18. The digital imaging and AI-based method of claim 33 further comprising:

obtaining a second set of one or more images of the product, the second set of one or more images comprising second pixel data as captured by the imaging device, and the second pixel data depicting a second dosage of the product and the product appliance or the product implement,

generating, based on output of the dosing learning model, a second analysis comprising a second dosage comparison of the second dosage of the product as depicted in second pixel data to a second target dosage of the product at a second time state, the second target dosage of the product defining a second expected dosage of the product at the second time state, and

outputting, based on the second dosage comparison, a second feedback indication designed to address at least one feature identifiable within the second pixel data comprising the second dosage of the product.

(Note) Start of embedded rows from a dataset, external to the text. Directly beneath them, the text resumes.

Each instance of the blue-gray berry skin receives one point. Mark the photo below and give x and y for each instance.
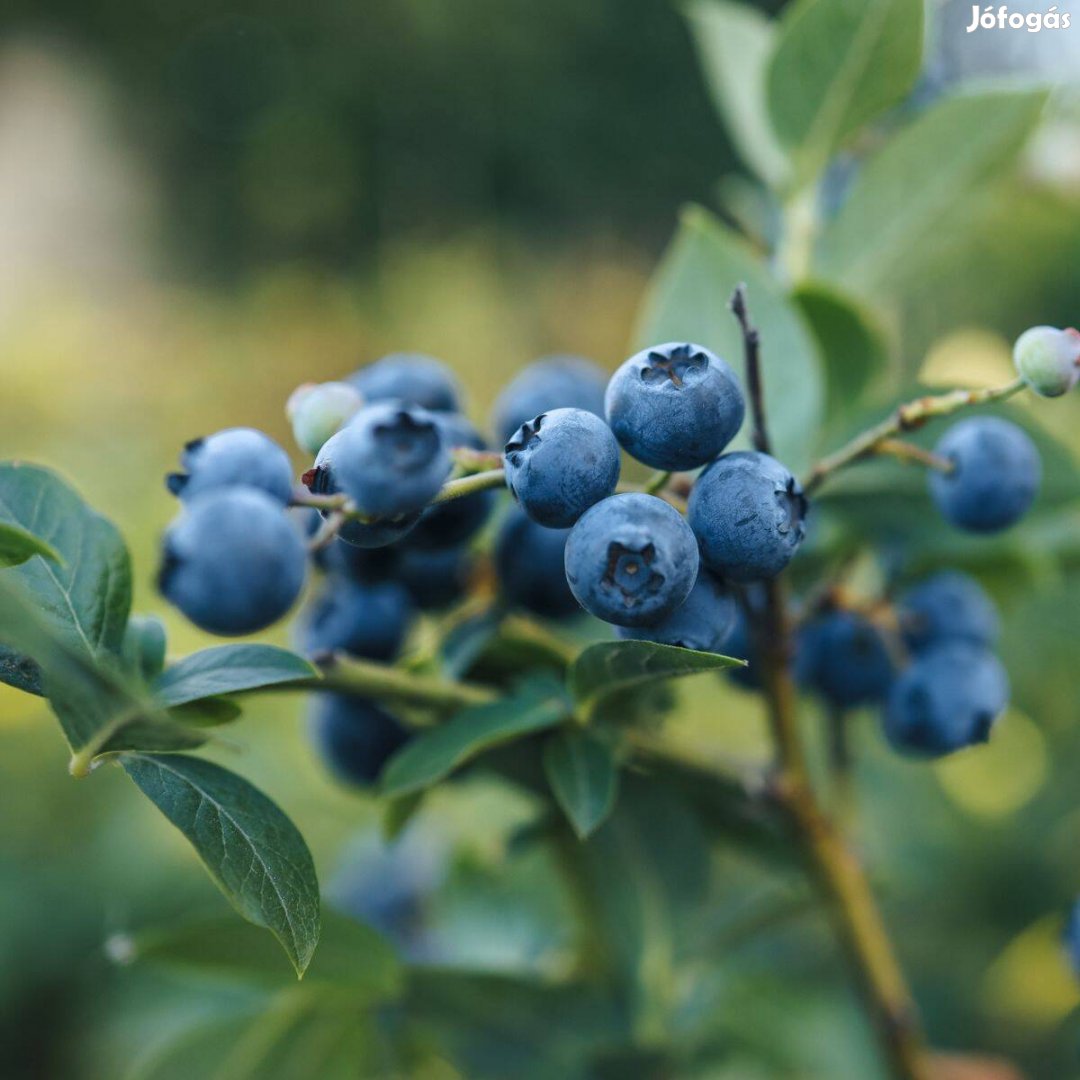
(561, 463)
(233, 562)
(354, 737)
(529, 565)
(391, 460)
(948, 605)
(748, 514)
(631, 559)
(412, 378)
(674, 406)
(995, 477)
(549, 383)
(845, 658)
(703, 621)
(233, 458)
(948, 698)
(363, 620)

19. The digital imaging and AI-based method of claim 33, further comprising a product-based learning model, accessible by the dosing app, and trained with pixel data of a plurality of training images depicting one or more products, the product-based learning model trained to output product predictions of one or more product identifiers corresponding to the one or more products depicted within the pixel data of the plurality of training images,

and wherein the AI-based method further comprises:

obtaining a set of one or more images of the product, wherein the product data comprises the set of one or more images of the product, the set of one or more images of the product comprising pixel data of the product as captured by an imaging device, and the pixel data of the product depicting least a portion of the product,

detecting, based on output of the product-based learning model inputting the pixel data of the product, the product identifier of the product.

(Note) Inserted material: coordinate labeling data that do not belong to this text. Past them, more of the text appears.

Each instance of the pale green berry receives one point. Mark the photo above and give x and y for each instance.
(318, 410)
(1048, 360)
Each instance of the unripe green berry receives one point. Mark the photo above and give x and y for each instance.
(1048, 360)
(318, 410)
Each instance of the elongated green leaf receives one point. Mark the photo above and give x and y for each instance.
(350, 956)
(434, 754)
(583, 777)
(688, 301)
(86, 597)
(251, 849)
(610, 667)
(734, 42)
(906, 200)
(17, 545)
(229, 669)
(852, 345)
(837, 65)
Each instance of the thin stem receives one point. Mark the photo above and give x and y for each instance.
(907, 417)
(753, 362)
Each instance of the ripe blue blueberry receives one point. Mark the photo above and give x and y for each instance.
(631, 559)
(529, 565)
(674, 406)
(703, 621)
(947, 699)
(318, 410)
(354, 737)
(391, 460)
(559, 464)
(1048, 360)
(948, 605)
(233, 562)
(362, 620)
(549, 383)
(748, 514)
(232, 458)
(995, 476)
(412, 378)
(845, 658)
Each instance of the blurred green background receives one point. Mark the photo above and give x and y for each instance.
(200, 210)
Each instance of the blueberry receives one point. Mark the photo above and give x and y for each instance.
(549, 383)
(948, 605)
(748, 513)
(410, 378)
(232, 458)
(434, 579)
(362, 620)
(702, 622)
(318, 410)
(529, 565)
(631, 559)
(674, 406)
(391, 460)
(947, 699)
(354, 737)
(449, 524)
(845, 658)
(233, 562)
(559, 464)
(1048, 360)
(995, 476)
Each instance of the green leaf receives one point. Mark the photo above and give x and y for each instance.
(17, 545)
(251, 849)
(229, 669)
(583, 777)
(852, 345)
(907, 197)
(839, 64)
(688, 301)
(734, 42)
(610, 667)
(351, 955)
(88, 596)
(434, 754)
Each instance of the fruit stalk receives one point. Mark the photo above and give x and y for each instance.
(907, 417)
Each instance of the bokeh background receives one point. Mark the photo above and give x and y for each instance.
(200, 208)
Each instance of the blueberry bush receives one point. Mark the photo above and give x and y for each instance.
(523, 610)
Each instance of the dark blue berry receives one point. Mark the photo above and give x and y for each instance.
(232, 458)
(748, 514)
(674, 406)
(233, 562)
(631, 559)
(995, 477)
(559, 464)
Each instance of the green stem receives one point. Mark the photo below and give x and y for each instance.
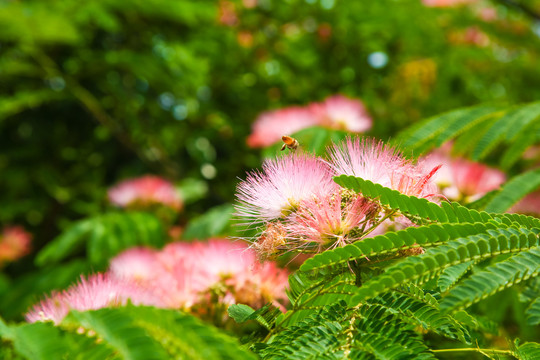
(482, 351)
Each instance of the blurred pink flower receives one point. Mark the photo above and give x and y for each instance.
(236, 266)
(328, 222)
(282, 185)
(475, 179)
(145, 191)
(163, 274)
(340, 112)
(270, 126)
(335, 112)
(52, 308)
(14, 243)
(371, 160)
(96, 292)
(186, 275)
(462, 179)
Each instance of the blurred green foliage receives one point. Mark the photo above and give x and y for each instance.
(94, 92)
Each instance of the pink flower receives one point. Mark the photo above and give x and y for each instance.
(102, 290)
(270, 126)
(335, 112)
(475, 179)
(381, 164)
(52, 308)
(329, 222)
(96, 292)
(236, 266)
(163, 274)
(282, 185)
(145, 191)
(340, 112)
(14, 243)
(462, 179)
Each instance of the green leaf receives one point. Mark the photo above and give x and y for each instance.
(212, 223)
(425, 236)
(240, 312)
(424, 267)
(527, 351)
(451, 275)
(150, 333)
(265, 316)
(422, 309)
(45, 341)
(439, 129)
(494, 278)
(104, 236)
(410, 205)
(504, 127)
(533, 312)
(515, 189)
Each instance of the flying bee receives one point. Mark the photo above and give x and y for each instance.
(289, 142)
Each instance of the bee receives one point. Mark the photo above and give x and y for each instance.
(289, 142)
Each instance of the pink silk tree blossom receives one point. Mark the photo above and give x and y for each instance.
(15, 242)
(280, 187)
(372, 160)
(342, 113)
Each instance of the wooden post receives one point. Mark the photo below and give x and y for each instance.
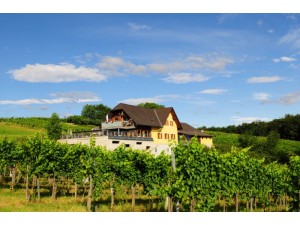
(89, 197)
(237, 202)
(112, 202)
(76, 188)
(38, 187)
(27, 184)
(133, 197)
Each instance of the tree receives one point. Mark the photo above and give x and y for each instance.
(54, 128)
(95, 112)
(150, 105)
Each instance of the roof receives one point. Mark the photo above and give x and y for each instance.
(147, 117)
(189, 130)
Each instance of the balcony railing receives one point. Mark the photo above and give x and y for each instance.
(118, 124)
(130, 138)
(85, 134)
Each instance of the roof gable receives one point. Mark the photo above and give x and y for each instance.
(147, 117)
(189, 130)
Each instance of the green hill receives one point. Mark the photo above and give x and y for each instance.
(225, 141)
(22, 127)
(14, 130)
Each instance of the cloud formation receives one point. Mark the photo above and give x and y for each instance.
(292, 38)
(284, 59)
(250, 119)
(264, 79)
(290, 98)
(182, 78)
(155, 99)
(138, 27)
(215, 91)
(184, 70)
(262, 97)
(68, 97)
(56, 73)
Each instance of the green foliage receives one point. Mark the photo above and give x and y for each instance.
(54, 128)
(200, 175)
(287, 127)
(150, 105)
(95, 112)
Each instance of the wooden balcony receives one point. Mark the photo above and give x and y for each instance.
(117, 124)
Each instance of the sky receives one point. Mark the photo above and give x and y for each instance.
(214, 69)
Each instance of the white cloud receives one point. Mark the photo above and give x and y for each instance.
(260, 23)
(138, 27)
(117, 66)
(250, 119)
(213, 62)
(284, 59)
(264, 79)
(262, 97)
(56, 73)
(156, 99)
(290, 98)
(213, 91)
(181, 78)
(292, 37)
(180, 71)
(68, 97)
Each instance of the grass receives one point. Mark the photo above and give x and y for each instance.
(15, 202)
(12, 130)
(224, 142)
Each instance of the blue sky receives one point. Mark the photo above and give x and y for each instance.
(214, 69)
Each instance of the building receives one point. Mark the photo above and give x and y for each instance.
(140, 128)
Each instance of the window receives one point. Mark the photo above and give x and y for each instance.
(166, 136)
(159, 135)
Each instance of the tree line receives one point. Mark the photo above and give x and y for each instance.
(193, 178)
(287, 127)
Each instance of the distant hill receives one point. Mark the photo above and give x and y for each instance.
(21, 127)
(287, 127)
(224, 142)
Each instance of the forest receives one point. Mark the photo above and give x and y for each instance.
(287, 128)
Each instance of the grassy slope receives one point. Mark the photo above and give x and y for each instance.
(227, 140)
(12, 130)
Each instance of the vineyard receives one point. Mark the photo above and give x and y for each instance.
(30, 126)
(194, 178)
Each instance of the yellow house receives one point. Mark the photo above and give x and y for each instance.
(128, 121)
(158, 125)
(140, 128)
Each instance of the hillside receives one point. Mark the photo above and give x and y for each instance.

20. A tangible, non-transitory computer-readable medium storing instructions for analyzing product usage, that when executed by one or more processors cause the one or more processors to:

detect, based on product data, a product identifier of a product,

obtain, by a dosing application (app), a set of one or more images of the product, the set of one or more images comprising pixel data as captured by an imaging device, and the pixel data depicting a dosage of the product and at least one of: (a) a product appliance configured to apply the product, or (b) a product implement configured to receive the product,

generate, based on output of a dosing learning model, a first analysis comprising a dosage comparison comparing the dosage of the product as depicted in pixel data to a target dosage of the product at a first time state, the target dosage of the product defining an expected dosage of the product at the first time state, wherein the dosing learning is trained with dosage data of one or more products that includes the product, pixel data of a plurality of training images depicting the one or more products, and one or more product appliances or product implements associated with the one or more products, the dosing learning model trained to output analysis of one or more dosages corresponding to the one or more products based on one or more corresponding target dosages applied at different times during a product application lifecycle, and

output, based on the dosage comparison, a feedback indication designed to address at least one feature identifiable within the pixel data comprising the dosage of the product.